Chiropractic Needs Increased Credibility

Dear Editor:

If like myself, you are witnessing a significant "shrinkage" of insurance coverage for past and present patients, welcome to the world of managed care.

And let's face it, chiropractic health care and you and I have a credibility and image problem. Sure, we have made some gains in recent years, but the majority of people continue to distrust us, don't understand what we do, or are actually afraid of our work: this during the very time of increased interest in alternative methods of healing.

Perhaps the single most important solution begins with recognizing that without increased credibility none of our other efforts, legislative, political, or marketing, will ever bear fruit of any significance. In other words, without greater understanding and respect for our work by the consuming public, no matter how much time and money we spend on other projects, we will continue to lose ground in the health care marketplace.

The relationship of spinal structural integrity, neurological balance and proper visceral function is at the heart of our work, not to mention the many national and even worldwide studies now supporting spinal manipulation for back and neck pain. How many in your community know these things?

Individual efforts at education through the media are perceived as self-serving. Yet our state and national organizations have been unable to deliver an educational public relations effort of substance.

Colleagues, if we don't do something to improve the image and credibility of our work, holding as we do the "pearl of great value," then we will perhaps not be the ones passing it to future generations.

A well-directed and funded television advertising campaign has the greatest potential to open and change the minds of Americans concerning chiropractic health care. Our image and the image of our work begs for improvement. It is time to prioritize our collective effort. If you agree, I urge you to contact your chiropractic organization leaders. The time to act is now. My vote is for public education to the premise and value of our work. What do you say comes before this?

John Bomar, DC
Arkadelphia, Arkansas

 



Compliments to Dr. Croft

Dear Editor:

In your November 4, 1996 edition I would like to compliment Dr.
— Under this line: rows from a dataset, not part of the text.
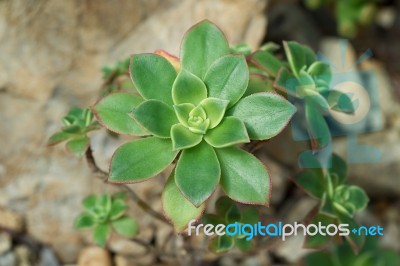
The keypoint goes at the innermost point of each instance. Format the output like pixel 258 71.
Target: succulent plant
pixel 196 112
pixel 104 213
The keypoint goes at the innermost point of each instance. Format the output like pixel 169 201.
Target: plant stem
pixel 103 176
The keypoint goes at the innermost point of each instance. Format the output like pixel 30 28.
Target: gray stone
pixel 51 54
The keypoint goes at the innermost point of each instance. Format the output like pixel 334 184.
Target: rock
pixel 24 256
pixel 48 258
pixel 94 256
pixel 11 220
pixel 5 242
pixel 50 59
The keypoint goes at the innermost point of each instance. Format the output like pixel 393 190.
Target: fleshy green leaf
pixel 340 102
pixel 58 137
pixel 112 112
pixel 295 55
pixel 221 244
pixel 309 55
pixel 320 70
pixel 156 117
pixel 264 114
pixel 318 240
pixel 125 226
pixel 327 206
pixel 268 62
pixel 243 177
pixel 229 132
pixel 316 99
pixel 317 125
pixel 227 78
pixel 153 77
pixel 131 162
pixel 104 202
pixel 198 173
pixel 215 110
pixel 177 208
pixel 223 205
pixel 250 215
pixel 352 198
pixel 311 183
pixel 233 214
pixel 356 241
pixel 339 167
pixel 85 220
pixel 202 45
pixel 100 234
pixel 182 112
pixel 78 146
pixel 212 219
pixel 118 208
pixel 188 88
pixel 286 81
pixel 183 138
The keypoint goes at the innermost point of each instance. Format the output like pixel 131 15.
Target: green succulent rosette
pixel 195 114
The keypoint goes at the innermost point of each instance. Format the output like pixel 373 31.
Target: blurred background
pixel 51 53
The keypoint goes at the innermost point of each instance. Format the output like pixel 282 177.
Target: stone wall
pixel 51 52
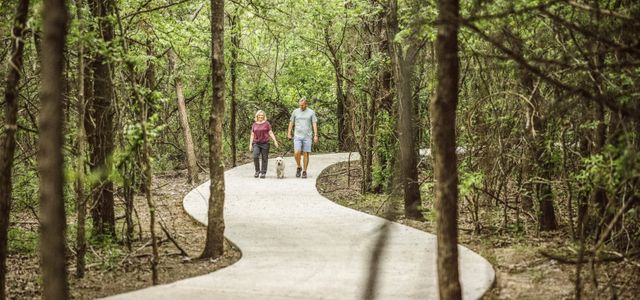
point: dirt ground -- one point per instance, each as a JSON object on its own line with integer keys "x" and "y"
{"x": 522, "y": 272}
{"x": 113, "y": 269}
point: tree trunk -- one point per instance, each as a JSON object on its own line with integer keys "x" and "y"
{"x": 403, "y": 70}
{"x": 443, "y": 130}
{"x": 233, "y": 69}
{"x": 81, "y": 203}
{"x": 50, "y": 160}
{"x": 192, "y": 162}
{"x": 8, "y": 137}
{"x": 214, "y": 245}
{"x": 99, "y": 126}
{"x": 146, "y": 154}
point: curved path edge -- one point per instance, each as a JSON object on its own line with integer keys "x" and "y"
{"x": 297, "y": 244}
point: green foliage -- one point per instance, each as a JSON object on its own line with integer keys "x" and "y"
{"x": 21, "y": 241}
{"x": 110, "y": 255}
{"x": 468, "y": 181}
{"x": 610, "y": 170}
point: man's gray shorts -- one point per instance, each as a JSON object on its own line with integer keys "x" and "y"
{"x": 302, "y": 143}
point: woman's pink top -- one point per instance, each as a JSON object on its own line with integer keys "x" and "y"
{"x": 261, "y": 132}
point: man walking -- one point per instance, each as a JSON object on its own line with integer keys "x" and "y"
{"x": 306, "y": 127}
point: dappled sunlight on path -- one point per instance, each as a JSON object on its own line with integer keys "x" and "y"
{"x": 297, "y": 244}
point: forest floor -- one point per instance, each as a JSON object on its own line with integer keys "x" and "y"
{"x": 112, "y": 268}
{"x": 522, "y": 271}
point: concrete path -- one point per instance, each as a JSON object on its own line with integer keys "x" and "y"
{"x": 296, "y": 244}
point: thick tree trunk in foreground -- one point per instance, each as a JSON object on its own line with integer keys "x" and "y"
{"x": 50, "y": 160}
{"x": 214, "y": 245}
{"x": 99, "y": 126}
{"x": 8, "y": 133}
{"x": 443, "y": 127}
{"x": 192, "y": 163}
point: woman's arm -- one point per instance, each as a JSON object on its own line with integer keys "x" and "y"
{"x": 251, "y": 141}
{"x": 274, "y": 138}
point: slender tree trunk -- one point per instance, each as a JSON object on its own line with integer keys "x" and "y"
{"x": 233, "y": 69}
{"x": 146, "y": 153}
{"x": 214, "y": 245}
{"x": 192, "y": 162}
{"x": 8, "y": 137}
{"x": 50, "y": 160}
{"x": 100, "y": 126}
{"x": 403, "y": 70}
{"x": 81, "y": 203}
{"x": 443, "y": 130}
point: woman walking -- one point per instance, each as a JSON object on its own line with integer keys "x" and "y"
{"x": 259, "y": 143}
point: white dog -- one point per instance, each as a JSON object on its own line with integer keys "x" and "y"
{"x": 279, "y": 167}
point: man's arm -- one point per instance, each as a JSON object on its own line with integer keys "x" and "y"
{"x": 289, "y": 130}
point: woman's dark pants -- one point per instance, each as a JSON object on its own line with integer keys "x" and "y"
{"x": 261, "y": 151}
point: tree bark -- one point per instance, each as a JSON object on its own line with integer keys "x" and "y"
{"x": 99, "y": 126}
{"x": 8, "y": 137}
{"x": 214, "y": 245}
{"x": 233, "y": 69}
{"x": 81, "y": 201}
{"x": 403, "y": 63}
{"x": 443, "y": 127}
{"x": 192, "y": 162}
{"x": 50, "y": 160}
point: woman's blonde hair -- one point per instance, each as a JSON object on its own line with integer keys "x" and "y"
{"x": 260, "y": 112}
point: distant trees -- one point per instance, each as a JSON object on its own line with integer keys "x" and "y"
{"x": 99, "y": 124}
{"x": 403, "y": 57}
{"x": 8, "y": 132}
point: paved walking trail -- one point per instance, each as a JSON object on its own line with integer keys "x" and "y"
{"x": 296, "y": 244}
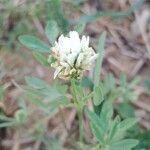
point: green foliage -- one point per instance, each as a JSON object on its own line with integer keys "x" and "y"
{"x": 110, "y": 133}
{"x": 1, "y": 93}
{"x": 147, "y": 84}
{"x": 98, "y": 68}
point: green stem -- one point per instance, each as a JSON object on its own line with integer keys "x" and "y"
{"x": 80, "y": 116}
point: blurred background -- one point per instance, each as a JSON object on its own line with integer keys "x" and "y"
{"x": 127, "y": 52}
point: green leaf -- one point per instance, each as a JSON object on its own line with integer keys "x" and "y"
{"x": 35, "y": 99}
{"x": 147, "y": 84}
{"x": 127, "y": 123}
{"x": 126, "y": 144}
{"x": 97, "y": 125}
{"x": 1, "y": 93}
{"x": 21, "y": 116}
{"x": 106, "y": 112}
{"x": 36, "y": 82}
{"x": 7, "y": 124}
{"x": 98, "y": 65}
{"x": 61, "y": 101}
{"x": 114, "y": 128}
{"x": 52, "y": 31}
{"x": 34, "y": 43}
{"x": 41, "y": 58}
{"x": 98, "y": 95}
{"x": 125, "y": 110}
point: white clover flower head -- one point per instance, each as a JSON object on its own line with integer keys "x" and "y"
{"x": 71, "y": 56}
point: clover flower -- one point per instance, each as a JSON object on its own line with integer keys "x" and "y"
{"x": 71, "y": 56}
Croft on his article, "A Nurse in Expert's Clothing."

IMEs are most often hiring themselves out to reduce care given to an insured rather than combating fraud. This is not only contrary to the insurance companies' obligation it is contrary to the professional oaths these health professionals have sworn. There is no reason to treat them gently or genteelly.

In the case given, the reviewer quoted specific references which when checked were seen to have been quoted so incompletely and so out of context as to twist the writer's words to mean exactly the opposite of what is apparent if the entire reference is read. This should be pointed out in a letter of rebuttal.
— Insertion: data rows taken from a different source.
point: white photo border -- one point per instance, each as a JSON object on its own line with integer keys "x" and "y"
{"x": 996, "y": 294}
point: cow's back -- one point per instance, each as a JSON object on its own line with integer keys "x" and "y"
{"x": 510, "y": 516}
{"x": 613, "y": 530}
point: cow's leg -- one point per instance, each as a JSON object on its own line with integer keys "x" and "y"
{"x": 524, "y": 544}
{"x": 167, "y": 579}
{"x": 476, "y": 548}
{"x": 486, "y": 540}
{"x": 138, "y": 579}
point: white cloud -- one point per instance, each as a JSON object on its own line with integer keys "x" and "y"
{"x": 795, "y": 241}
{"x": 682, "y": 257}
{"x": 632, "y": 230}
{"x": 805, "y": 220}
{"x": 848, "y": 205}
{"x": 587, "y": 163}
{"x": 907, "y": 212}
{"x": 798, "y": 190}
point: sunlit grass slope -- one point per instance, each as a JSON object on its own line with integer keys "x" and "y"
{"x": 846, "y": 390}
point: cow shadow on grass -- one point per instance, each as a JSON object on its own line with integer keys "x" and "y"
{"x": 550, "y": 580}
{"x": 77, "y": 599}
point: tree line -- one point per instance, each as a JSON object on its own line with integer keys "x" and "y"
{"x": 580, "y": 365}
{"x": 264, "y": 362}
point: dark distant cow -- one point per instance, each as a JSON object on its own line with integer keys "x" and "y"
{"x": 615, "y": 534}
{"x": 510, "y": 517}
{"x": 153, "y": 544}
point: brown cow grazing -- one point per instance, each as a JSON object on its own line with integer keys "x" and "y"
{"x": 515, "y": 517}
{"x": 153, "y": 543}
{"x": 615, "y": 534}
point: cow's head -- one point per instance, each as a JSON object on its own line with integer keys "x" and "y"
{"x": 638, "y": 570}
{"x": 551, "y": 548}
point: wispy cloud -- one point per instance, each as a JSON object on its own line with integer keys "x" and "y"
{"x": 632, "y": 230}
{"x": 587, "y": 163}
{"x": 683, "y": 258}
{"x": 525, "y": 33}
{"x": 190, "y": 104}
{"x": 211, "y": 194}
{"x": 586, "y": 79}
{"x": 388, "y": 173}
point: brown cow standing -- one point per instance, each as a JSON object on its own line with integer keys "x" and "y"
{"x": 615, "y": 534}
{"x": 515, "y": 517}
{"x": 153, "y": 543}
Discussing Dr. Croft's article with other doctors I noted that not one of them knew the meaning of Dr. Croft's statement that there is not a more stultifying way to rebut reviewers than by using their own writings and references. To stultify means to make someone look foolish and of no account. That is exactly what must be done to these IME doctors and reviewers who perform the foolish act of lying or twisting things that harm others.

Getting copies of all IME reports and writing rebuttal letters that question the competence of doctors and reviewers who have rendered incompetent reports is the essential step in maintaining honesty in the world; that has lately been missing from the health care professions and many other professions. Part of the definition of a professional once included that a professional was a man or a woman who was dedicated to truth and honesty, rather than just the pursuit of physical rewards.
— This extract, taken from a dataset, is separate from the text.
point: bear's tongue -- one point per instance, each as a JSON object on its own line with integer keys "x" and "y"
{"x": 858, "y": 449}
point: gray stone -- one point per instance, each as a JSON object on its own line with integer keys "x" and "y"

The price of freedom has been said to be eternal vigilance. Vigilance means watchfulness. That statement leaves out the action to be taken. We have stood by and watched the professions of health care get ravaged by greed of insurers long enough. We and our patients must respond if we are to be able to live with ourselves.

My compliments to Dr. Croft on his continuing actions to bring honesty to the field.